Coder Social home page Coder Social logo

cs-5228's Introduction

CS-5228

CS5228 Final Project

Due date: 19 April 2020 11.59pm

Instructions

This final project involves two options, to give you the flexibility to either (1) apply your data mining skills on a practical classification task; or (2) explore an area of your interest through an open-ended project, which can be in a domain of your choice.

If you have any questions, feel free to either post your questions on the LumiNUS forums, or email myself ([email protected]), or Siddharth Bhatia ([email protected]), who is the TA in charge of this project.

Option A: Kaggle Competition (Income Prediction)

https://what-if.xkcd.com/imgs/a/118/comparison.png

(Credit: https://what-if.xkcd.com/118/)

The goal of this project is to give you experience in a real-life classification task, which is one of the most practical and commonly encountered type of data-related task. It will give you experience applying approaches such as exploratory data analysis, visualization, preprocessing, and how to select and evaluate various classification approaches.

The task is to predict whether a person’s income exceeds $50,000 per year based on some demographic data, such as their age, education, occupation etc. A full description of the dataset and evaluation metrics, can be found at the competition page: https://www.kaggle.com/t/c15db4d8d073404092f2366e3b7c70e8.

Submitting your Predictions on Kaggle

The Kaggle page contains training data train.csv, whose last column ‘exceeds50k’ is the binary variable we want to predict. The test data test.csv does not contain this column – you should train your model and predict the values of ‘exceeds50k’ on the test set. The predictions you submit should be a csv file that contains your prediction (either 0 or 1) for each row in the test data; for reference, see the sample predictions file sample_submission.csv, which has been included in the dataset package, and shows what your submission should look like. To prevent overfitting to the leaderboard, you are allowed to make 2 submissions to the leaderboard per day.

Final Report

One member of your team should submit a zipped folder to LumiNUS containing your final report (in PDF format) describing your data preprocessing steps, exploratory data analysis, the steps you have done in model fitting and evaluation, and the evaluation results (include both your public leaderboard score, as well as any evaluation metrics you have computed on your own to test and compare different approaches.) The report should be at most 10 pages[ZY1] , including figures. The zipped folder should also contain the code you use in your approach, or include a link to your github repository in your final report. Note that 10% of your grade will be based on the reproducibility of your approach, which includes the organization and readability of your code. Your report should include the names and student IDs (e.g. A123456) of all your team members, and your Kaggle team name.

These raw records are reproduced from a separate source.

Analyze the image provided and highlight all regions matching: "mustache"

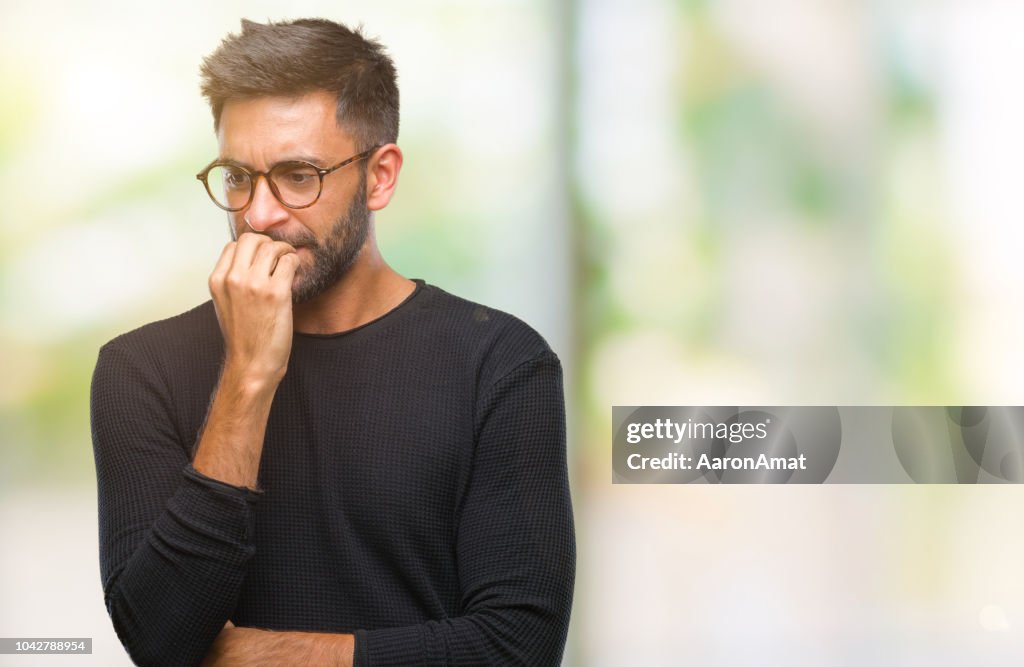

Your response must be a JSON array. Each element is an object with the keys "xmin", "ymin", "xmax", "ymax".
[{"xmin": 243, "ymin": 231, "xmax": 316, "ymax": 248}]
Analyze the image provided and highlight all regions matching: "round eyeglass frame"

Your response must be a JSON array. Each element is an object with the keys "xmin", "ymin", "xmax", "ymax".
[{"xmin": 196, "ymin": 143, "xmax": 383, "ymax": 213}]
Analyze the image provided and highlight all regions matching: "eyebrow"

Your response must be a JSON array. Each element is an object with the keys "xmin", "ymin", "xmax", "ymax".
[{"xmin": 217, "ymin": 155, "xmax": 324, "ymax": 171}]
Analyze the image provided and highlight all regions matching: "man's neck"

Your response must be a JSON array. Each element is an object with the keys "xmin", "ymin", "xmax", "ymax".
[{"xmin": 292, "ymin": 243, "xmax": 416, "ymax": 334}]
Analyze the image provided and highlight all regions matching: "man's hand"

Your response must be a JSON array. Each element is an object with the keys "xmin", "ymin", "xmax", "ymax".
[
  {"xmin": 203, "ymin": 621, "xmax": 355, "ymax": 667},
  {"xmin": 193, "ymin": 234, "xmax": 299, "ymax": 488},
  {"xmin": 210, "ymin": 234, "xmax": 299, "ymax": 385}
]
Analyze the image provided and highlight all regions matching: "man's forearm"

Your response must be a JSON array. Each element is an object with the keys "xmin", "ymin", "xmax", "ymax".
[
  {"xmin": 193, "ymin": 366, "xmax": 278, "ymax": 489},
  {"xmin": 203, "ymin": 626, "xmax": 355, "ymax": 667}
]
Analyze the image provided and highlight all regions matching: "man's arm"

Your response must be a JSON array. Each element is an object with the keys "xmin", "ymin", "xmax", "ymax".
[
  {"xmin": 201, "ymin": 351, "xmax": 575, "ymax": 667},
  {"xmin": 91, "ymin": 235, "xmax": 296, "ymax": 665},
  {"xmin": 203, "ymin": 623, "xmax": 354, "ymax": 667}
]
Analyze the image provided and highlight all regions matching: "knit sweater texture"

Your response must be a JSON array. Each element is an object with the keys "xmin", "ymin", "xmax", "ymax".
[{"xmin": 91, "ymin": 281, "xmax": 575, "ymax": 667}]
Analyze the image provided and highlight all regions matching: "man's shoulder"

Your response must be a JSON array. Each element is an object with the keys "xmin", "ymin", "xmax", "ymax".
[
  {"xmin": 100, "ymin": 301, "xmax": 223, "ymax": 359},
  {"xmin": 422, "ymin": 285, "xmax": 557, "ymax": 378}
]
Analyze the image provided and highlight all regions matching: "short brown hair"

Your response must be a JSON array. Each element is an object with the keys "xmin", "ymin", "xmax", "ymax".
[{"xmin": 200, "ymin": 18, "xmax": 398, "ymax": 151}]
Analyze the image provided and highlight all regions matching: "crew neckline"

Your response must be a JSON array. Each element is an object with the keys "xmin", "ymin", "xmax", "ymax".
[{"xmin": 292, "ymin": 278, "xmax": 429, "ymax": 346}]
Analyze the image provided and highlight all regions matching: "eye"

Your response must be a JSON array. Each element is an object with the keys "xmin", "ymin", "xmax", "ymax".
[
  {"xmin": 221, "ymin": 167, "xmax": 249, "ymax": 190},
  {"xmin": 273, "ymin": 164, "xmax": 319, "ymax": 191}
]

While the exact format of the report is up to you, you can structure it based on the following:

Preprocessing and Exploratory Data Analysis: Explain how you tried to understand the data, e.g. through plotting or exploratory data analysis. Explain all preprocessing steps taken; e.g. what features did you use, and did you perform any feature transformations, and why were these transformations done?

Data Mining: Clearly describe how you ran your classification model(s). You do not need to explain the model itself (e.g. what a random forest is), but should explain all other relevant details for running it. Which approaches did you try? What values did you use for its hyper-parameters (or other choices involved in the model)? How did you select these hyper parameters?

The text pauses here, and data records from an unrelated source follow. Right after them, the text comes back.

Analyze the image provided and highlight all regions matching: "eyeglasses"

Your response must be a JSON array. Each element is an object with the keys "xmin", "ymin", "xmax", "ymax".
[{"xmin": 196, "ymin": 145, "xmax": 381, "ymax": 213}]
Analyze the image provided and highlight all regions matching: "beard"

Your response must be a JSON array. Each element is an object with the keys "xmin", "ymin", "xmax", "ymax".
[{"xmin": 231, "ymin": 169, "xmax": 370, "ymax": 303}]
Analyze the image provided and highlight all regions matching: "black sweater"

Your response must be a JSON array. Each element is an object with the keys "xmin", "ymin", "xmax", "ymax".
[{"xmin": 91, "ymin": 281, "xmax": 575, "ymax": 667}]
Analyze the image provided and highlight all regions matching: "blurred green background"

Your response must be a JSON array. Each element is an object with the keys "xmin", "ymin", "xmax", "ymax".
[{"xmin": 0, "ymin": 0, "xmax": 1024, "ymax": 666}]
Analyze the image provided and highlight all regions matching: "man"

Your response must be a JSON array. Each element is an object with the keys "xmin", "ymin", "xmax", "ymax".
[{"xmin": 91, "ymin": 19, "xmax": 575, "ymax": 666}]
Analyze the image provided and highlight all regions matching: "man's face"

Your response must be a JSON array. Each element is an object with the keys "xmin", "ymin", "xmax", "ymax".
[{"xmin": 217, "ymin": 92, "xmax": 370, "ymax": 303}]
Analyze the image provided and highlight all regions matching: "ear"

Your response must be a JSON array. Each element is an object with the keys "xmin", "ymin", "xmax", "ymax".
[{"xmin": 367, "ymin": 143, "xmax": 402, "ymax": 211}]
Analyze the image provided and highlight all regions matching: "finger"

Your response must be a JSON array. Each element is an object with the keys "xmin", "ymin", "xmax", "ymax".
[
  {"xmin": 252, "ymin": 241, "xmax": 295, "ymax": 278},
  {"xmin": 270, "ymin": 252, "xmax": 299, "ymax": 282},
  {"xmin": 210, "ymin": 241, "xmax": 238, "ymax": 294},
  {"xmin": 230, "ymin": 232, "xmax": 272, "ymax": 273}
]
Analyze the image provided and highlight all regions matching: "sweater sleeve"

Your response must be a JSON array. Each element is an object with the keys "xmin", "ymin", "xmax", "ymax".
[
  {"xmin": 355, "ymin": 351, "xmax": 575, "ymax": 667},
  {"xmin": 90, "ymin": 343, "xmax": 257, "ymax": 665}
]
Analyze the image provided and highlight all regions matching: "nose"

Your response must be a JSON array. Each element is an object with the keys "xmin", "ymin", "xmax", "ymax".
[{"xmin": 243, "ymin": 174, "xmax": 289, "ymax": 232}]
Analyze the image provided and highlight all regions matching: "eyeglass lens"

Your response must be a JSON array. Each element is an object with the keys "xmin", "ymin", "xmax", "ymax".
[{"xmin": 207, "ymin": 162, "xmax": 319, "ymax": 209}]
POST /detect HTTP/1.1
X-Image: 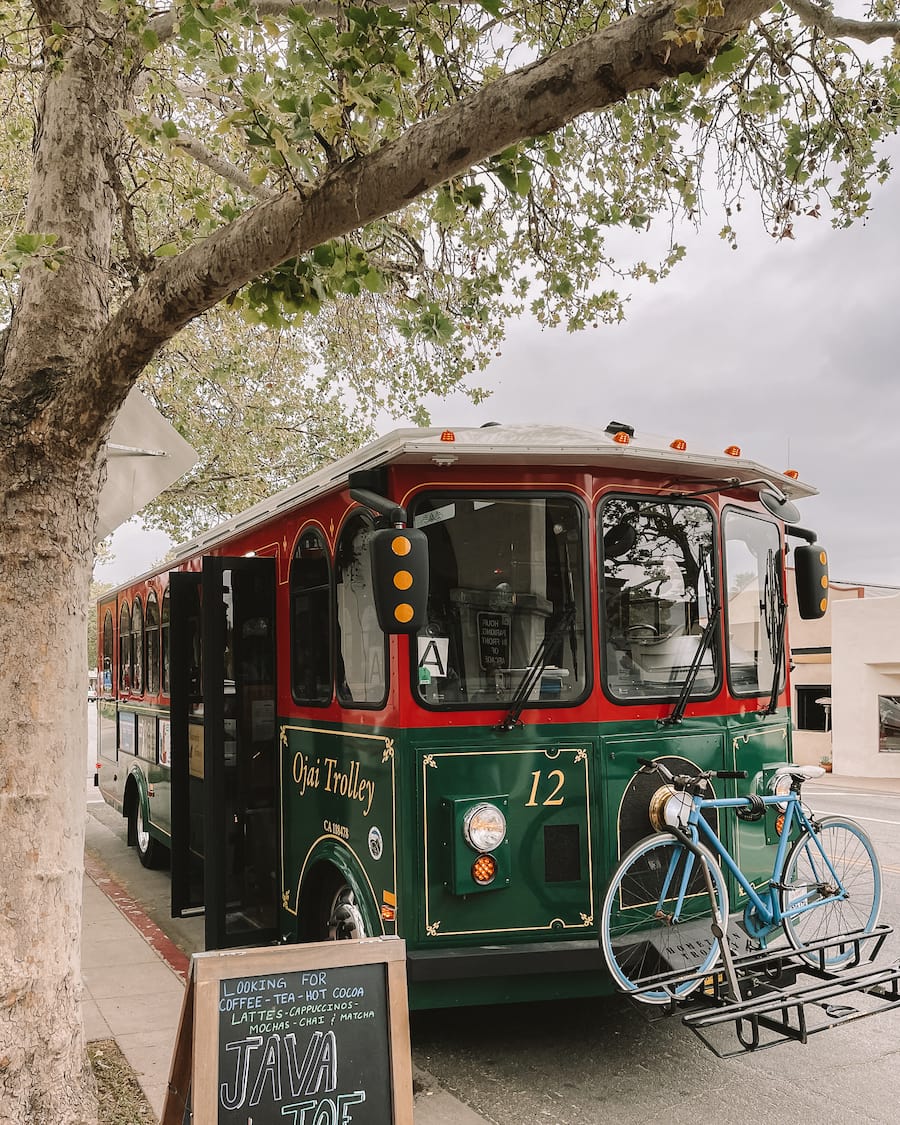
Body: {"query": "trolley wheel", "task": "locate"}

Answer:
[306,867,372,942]
[601,833,728,1004]
[781,817,881,969]
[128,795,167,869]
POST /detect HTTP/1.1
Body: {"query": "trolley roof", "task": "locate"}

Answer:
[162,423,817,566]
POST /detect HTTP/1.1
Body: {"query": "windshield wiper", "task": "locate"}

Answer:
[494,605,575,730]
[758,551,788,714]
[659,547,721,727]
[659,603,720,727]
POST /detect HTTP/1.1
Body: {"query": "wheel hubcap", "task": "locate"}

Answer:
[329,887,366,942]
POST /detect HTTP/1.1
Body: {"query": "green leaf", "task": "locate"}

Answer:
[362,269,387,293]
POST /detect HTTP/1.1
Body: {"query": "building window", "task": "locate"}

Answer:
[794,684,831,730]
[879,695,900,754]
[290,530,332,704]
[144,591,160,695]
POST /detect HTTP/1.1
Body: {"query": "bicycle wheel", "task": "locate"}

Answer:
[601,833,728,1004]
[781,817,881,969]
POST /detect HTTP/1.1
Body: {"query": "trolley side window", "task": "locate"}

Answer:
[290,530,334,704]
[334,514,388,708]
[601,496,719,701]
[132,597,144,695]
[722,507,784,695]
[101,610,113,694]
[119,602,132,692]
[412,493,588,708]
[160,586,171,695]
[144,590,160,695]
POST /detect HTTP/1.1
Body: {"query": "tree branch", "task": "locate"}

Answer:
[784,0,900,43]
[147,0,488,43]
[75,0,770,427]
[150,117,278,203]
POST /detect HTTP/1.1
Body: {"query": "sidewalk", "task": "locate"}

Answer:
[81,837,487,1125]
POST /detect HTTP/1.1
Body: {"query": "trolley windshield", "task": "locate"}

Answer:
[413,493,587,708]
[601,497,719,700]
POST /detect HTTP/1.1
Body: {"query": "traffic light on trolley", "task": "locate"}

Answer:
[369,528,429,633]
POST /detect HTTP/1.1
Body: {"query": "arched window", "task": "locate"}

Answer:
[119,602,132,692]
[290,529,332,704]
[132,597,144,695]
[144,590,160,695]
[160,587,169,695]
[334,514,387,707]
[100,610,113,695]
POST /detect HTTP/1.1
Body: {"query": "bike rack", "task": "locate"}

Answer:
[635,925,900,1059]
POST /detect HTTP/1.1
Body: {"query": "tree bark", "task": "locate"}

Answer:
[0,0,125,1125]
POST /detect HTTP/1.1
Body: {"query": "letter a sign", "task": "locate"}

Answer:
[419,637,450,682]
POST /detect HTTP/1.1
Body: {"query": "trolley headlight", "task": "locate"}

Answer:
[648,785,692,833]
[768,773,792,812]
[462,801,506,852]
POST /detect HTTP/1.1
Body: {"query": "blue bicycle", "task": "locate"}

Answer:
[601,758,881,1004]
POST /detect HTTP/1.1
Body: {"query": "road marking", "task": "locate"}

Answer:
[803,785,900,801]
[816,808,900,825]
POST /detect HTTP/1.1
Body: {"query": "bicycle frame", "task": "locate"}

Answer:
[663,792,847,942]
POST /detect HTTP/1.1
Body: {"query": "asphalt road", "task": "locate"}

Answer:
[86,716,900,1125]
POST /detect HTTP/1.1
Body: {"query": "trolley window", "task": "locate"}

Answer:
[132,597,144,695]
[334,515,387,707]
[101,610,113,695]
[119,602,132,692]
[413,493,588,708]
[144,590,160,695]
[160,586,170,695]
[290,530,333,704]
[722,507,784,695]
[601,496,719,701]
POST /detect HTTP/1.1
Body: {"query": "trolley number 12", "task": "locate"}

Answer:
[525,770,566,809]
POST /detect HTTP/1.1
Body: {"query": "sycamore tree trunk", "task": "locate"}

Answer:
[0,5,123,1125]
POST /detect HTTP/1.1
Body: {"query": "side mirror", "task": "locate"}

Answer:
[794,543,828,621]
[369,528,429,633]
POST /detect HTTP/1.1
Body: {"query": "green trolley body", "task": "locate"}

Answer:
[98,424,827,1007]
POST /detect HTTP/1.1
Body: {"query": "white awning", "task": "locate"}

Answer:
[97,387,197,542]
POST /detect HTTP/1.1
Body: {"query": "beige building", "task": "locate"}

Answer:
[831,587,900,777]
[789,577,900,777]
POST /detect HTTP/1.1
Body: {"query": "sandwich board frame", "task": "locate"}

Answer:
[161,937,413,1125]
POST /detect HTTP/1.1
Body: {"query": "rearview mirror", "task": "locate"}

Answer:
[794,543,828,621]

Evaluation and Interpretation: How did you compare between different approaches? Which approaches performed the best, and why?

Grading

Grading will be primarily based on the quality of the methodological approach and the final report – i.e. whether your approach is methodologically sound, whether you can understand and clearly describe each step of the data mining process, and whether you are able to build an effective classification model (and clearly explain the steps you have taken to do so).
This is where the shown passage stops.